Shifting to derivatives; Bangalore, Hyderabad see spike in cash turnover

There is a noticeable shift in cash trading in equity markets over the last three years. Traditional trading hubs in Gujarat such as Ahmedabad, Baroda and Rajkot have seen their cash turnover halve in January this year compared with March 2011.

On the other hand, southern cities such as Bangalore and Hyderabad have recorded a jump.

Trading in stock markets takes place in cash and derivative segments. The share of the cash segment in total equity market turnover has been declining of late. The cash market accounted for 14 per cent of turnover in 2010-11. In January 2014, the share dropped to 9 per cent.

Data from the Securities and Exchange Board of India show that Ahmedabad recorded cash trades worth ₹22,664 crore in March 2011. This declined to ₹10,770 crore in January 2014. Similarly Baroda witnessed a decline from ₹2,856 crore to ₹1,370 crore and Rajkot’s turnover dipped from ₹7,479 crore to ₹4,046 crore. Mumbai maintained its position as the leading centre for cash traders, with 59 per cent share in volumes over the last three years.

B Gopkumar, Executive Vice-President and Head-Broking, Kotak Securities, gives two reasons for the declining cash volumes in Gujarati cities. One, cash traders in Gujarat preferred BTST (Buy-Today-Sell-Tomorrow) trades in low-priced stocks. But choppy markets have made such trades more risky and hard to call.

“Lacklustre activity in mid- and small-cap stocks in which the cash traders typically dabble has also made traders lose interest in cash trading,” he says.

Some market experts believe that day traders, as a class, have moved from trading in the cash market to playing the derivatives; active Gujarati investors too have made this shift. Daily cash turnover on the NSE is down 26 per cent since 2010-11 while derivative volumes are up 25 per cent in the same period.

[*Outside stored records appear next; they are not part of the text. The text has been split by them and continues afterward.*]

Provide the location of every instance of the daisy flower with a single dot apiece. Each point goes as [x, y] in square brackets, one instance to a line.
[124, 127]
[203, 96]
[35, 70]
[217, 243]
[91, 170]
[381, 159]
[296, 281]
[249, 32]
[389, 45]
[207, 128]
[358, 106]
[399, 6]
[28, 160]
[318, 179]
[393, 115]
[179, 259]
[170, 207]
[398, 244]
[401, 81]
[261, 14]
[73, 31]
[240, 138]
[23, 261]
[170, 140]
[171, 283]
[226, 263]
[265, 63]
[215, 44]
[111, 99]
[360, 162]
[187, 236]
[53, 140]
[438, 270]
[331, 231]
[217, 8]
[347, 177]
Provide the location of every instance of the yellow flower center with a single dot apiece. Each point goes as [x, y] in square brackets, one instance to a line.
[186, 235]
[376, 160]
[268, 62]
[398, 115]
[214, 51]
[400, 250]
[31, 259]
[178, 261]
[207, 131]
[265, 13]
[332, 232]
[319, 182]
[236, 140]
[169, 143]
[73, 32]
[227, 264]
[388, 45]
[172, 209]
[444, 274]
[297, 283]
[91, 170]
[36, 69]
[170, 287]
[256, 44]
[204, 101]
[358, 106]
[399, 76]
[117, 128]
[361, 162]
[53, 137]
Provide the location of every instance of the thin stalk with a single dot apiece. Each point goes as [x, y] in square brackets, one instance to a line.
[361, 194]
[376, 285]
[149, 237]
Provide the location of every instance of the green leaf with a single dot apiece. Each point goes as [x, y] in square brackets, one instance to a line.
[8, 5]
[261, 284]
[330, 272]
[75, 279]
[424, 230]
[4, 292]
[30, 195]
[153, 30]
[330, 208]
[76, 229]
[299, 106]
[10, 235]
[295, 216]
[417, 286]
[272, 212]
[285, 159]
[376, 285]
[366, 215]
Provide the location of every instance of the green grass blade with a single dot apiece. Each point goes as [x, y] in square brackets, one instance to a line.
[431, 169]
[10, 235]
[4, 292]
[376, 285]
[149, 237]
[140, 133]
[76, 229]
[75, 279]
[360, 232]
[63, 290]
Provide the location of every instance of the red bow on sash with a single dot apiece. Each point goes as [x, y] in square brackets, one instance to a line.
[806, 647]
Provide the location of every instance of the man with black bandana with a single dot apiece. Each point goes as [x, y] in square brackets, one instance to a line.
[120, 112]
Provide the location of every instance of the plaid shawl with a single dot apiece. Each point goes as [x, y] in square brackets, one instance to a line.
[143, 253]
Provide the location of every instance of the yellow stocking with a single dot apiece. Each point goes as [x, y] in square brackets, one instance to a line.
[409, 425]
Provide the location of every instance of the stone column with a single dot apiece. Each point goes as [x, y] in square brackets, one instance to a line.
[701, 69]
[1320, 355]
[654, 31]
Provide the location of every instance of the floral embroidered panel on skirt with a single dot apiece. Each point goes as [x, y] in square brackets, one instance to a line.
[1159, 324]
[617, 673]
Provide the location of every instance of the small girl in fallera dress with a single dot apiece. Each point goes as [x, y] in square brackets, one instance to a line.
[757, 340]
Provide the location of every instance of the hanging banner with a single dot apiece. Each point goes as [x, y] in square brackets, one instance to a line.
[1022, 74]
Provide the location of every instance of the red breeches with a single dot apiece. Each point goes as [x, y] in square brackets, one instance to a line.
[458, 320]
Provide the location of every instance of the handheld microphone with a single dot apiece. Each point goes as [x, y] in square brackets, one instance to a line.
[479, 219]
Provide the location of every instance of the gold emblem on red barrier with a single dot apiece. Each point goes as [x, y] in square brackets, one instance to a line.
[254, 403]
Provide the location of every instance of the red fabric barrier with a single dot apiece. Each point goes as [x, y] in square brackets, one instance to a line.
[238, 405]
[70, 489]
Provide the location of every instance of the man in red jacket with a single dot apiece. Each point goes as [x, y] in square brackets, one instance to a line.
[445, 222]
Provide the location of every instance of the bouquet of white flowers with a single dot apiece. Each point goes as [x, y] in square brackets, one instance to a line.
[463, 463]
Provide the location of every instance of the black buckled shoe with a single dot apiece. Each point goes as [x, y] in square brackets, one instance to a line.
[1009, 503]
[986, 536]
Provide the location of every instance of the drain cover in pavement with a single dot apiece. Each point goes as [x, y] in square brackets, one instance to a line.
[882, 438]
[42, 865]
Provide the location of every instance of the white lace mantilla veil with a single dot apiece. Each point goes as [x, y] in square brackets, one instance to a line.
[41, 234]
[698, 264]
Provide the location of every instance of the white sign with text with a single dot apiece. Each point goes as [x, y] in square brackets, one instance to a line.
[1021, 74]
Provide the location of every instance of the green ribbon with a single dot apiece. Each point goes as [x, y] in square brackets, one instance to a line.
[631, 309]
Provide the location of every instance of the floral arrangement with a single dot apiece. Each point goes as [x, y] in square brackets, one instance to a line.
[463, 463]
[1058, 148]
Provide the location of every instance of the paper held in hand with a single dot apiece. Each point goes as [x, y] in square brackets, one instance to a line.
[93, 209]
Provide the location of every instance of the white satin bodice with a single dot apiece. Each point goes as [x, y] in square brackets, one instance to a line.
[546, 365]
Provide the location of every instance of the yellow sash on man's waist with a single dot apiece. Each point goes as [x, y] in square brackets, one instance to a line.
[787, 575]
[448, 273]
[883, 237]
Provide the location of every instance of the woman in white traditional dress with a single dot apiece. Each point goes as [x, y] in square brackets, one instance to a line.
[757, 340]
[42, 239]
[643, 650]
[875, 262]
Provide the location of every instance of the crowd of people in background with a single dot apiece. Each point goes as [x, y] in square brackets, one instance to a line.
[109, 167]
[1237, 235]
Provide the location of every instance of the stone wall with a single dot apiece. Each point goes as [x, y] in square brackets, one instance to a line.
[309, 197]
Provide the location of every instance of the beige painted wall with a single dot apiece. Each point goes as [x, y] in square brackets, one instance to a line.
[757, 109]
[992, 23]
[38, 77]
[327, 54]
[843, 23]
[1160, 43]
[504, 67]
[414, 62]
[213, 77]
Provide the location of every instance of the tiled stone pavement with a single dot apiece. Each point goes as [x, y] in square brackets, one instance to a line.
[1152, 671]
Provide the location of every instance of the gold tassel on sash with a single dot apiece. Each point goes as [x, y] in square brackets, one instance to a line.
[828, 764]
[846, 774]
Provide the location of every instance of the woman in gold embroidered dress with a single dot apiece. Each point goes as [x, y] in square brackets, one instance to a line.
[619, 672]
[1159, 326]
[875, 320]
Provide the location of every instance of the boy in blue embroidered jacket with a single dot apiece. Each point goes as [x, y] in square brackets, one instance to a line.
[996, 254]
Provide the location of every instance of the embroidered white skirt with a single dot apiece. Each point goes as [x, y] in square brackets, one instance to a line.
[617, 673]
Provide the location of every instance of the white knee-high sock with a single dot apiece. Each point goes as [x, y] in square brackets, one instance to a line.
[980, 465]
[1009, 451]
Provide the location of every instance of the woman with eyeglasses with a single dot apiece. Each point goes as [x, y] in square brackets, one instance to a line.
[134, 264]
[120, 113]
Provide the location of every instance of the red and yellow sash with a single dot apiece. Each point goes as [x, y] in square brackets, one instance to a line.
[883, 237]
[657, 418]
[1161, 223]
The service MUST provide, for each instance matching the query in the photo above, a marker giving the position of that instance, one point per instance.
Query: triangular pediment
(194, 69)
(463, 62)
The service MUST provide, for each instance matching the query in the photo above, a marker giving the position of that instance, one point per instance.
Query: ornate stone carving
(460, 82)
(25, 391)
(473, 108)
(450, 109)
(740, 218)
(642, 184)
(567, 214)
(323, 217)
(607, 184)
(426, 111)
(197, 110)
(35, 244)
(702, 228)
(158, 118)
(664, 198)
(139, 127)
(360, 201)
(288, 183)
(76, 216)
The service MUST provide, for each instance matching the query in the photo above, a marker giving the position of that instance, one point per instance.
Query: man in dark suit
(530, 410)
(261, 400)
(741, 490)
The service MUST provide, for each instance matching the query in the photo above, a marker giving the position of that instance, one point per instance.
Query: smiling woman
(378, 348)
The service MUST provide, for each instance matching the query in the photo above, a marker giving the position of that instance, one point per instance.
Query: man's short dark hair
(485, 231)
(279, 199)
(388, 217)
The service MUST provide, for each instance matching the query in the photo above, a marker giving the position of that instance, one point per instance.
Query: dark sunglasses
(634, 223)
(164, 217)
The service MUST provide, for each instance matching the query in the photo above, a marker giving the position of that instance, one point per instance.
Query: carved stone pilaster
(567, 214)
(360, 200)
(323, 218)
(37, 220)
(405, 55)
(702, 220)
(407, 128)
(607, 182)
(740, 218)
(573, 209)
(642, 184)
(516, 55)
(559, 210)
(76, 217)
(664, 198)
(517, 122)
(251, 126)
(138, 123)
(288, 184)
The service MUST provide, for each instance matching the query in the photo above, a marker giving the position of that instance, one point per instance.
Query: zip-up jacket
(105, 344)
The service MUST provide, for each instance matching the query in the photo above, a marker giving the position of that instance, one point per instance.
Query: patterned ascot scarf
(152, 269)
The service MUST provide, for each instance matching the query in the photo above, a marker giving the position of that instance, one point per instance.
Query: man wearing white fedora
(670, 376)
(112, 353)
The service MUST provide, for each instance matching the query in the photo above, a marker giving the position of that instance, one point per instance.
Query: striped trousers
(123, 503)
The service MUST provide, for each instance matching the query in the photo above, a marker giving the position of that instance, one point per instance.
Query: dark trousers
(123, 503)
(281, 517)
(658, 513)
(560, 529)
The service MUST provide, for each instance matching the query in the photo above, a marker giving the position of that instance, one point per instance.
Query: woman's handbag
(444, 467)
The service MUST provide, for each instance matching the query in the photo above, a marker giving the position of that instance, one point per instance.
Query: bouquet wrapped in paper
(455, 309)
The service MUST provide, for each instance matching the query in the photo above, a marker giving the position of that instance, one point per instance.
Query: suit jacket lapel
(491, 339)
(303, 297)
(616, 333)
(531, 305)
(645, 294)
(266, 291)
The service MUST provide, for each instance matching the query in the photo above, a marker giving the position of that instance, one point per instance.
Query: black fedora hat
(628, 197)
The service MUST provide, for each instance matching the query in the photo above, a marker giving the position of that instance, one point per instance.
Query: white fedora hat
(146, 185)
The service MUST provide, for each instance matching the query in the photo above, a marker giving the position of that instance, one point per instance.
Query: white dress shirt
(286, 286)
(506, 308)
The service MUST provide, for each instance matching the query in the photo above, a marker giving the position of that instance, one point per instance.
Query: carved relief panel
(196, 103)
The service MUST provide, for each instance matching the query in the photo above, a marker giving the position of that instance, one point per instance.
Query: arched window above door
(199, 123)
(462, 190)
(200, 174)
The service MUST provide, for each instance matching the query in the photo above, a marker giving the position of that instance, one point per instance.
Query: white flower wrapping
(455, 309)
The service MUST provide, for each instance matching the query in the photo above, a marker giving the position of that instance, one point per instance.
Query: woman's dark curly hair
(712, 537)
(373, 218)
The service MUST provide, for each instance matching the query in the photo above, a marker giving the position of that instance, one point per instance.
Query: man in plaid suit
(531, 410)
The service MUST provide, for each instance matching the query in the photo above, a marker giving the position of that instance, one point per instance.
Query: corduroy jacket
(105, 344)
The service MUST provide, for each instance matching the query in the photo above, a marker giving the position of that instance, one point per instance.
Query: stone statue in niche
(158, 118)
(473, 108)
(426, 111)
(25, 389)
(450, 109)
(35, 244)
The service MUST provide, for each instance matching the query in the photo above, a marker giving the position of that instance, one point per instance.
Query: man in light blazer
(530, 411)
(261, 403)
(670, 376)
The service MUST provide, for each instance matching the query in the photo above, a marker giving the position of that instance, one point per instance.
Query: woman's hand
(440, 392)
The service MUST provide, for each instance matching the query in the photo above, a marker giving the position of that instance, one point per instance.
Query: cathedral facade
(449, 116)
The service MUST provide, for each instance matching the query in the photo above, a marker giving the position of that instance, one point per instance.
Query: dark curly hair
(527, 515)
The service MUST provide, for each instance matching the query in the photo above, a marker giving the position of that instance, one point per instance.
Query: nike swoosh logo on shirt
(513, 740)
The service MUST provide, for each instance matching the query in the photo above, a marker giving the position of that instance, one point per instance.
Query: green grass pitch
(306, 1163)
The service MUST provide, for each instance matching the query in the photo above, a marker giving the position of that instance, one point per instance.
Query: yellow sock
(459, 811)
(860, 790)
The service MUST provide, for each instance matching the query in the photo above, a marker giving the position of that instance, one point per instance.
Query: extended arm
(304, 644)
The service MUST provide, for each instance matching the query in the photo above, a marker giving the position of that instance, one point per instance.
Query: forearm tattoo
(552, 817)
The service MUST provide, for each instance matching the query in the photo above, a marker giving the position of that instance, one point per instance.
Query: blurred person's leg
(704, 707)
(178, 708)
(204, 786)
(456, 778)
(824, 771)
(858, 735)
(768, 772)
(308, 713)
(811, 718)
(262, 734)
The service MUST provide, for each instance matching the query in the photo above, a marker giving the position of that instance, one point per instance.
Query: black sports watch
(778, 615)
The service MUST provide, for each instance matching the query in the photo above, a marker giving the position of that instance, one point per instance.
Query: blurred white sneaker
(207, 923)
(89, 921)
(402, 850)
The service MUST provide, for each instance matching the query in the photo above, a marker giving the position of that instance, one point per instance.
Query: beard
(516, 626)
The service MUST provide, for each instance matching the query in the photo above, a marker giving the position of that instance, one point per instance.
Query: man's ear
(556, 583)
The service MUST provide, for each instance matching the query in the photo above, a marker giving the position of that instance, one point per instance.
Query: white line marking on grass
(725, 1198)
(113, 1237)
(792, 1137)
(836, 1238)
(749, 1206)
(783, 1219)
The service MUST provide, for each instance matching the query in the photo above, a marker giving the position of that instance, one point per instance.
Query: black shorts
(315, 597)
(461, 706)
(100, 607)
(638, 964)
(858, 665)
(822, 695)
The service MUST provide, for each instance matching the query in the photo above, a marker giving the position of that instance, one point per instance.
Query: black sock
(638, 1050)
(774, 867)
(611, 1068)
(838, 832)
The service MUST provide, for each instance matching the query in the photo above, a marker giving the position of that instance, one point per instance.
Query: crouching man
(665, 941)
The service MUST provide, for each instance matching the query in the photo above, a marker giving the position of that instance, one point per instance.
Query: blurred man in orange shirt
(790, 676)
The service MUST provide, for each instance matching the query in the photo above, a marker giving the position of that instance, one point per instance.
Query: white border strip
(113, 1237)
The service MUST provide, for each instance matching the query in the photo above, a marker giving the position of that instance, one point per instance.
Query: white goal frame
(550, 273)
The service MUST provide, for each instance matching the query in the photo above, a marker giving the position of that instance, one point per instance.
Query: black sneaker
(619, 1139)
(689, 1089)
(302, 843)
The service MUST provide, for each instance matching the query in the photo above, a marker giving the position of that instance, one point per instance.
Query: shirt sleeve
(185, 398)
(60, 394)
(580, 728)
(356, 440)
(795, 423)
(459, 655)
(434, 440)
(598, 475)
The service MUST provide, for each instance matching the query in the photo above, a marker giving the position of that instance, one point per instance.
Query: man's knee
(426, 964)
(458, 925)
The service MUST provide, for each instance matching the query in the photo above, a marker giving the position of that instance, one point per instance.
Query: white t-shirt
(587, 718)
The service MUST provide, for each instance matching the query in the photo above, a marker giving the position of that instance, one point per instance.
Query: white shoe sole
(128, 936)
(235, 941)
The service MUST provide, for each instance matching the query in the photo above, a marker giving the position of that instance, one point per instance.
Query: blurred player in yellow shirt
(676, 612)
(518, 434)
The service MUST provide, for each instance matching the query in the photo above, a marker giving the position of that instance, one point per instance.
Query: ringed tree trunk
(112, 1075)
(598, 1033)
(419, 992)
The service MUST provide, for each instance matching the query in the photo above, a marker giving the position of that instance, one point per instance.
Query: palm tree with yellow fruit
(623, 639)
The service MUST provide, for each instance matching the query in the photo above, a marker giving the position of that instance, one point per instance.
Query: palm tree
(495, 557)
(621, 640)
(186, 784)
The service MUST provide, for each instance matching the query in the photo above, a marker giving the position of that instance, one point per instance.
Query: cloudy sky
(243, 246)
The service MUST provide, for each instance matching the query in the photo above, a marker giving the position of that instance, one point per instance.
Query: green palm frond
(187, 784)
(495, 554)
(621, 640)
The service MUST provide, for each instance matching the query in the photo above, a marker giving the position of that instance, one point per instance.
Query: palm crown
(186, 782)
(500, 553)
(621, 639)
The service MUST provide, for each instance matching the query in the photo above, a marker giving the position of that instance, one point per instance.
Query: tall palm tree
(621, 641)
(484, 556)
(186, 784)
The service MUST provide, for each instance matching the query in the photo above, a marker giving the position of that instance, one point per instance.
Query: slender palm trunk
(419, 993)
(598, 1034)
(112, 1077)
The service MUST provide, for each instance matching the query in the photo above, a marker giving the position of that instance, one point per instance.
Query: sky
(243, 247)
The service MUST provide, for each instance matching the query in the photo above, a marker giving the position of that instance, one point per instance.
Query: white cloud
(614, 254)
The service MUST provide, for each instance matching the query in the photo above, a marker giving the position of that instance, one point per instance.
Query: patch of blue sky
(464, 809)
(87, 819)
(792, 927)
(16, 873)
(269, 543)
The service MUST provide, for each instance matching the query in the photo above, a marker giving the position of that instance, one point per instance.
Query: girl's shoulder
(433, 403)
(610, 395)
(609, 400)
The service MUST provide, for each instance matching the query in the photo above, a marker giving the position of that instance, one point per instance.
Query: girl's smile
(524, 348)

“Traders from Rajkot and Ahmedabad, who were traditionally equity (cash trades) focused, have started trading on the derivatives for shorter term bets as it gives a greater flexibility and more leverage,” confirms Nithin Kamath, Founder & CEO of Zerodha, a discount broker. He adds that “The proxy market (dabba trading) is pretty active in these centres. This definitely eats away cash market turnover which should ideally be happening on the exchanges”.

Of the cities that have recorded growth in cash volumes in this period, Bangalore and Hyderabad are notable.

Bangalore witnessed an increase from ₹1,700 crore in March 2011 to ₹5,517 crore in January 2014.

Turnover in this segment in Hyderabad went up from ₹4,407 crore to ₹11, 141 crore in the same period.

“South India, especially Bangalore has shown a positive trend in both equity cash and derivatives turnover. It has to do with much deeper internet penetration, and people taking to online trading,” says Kamath.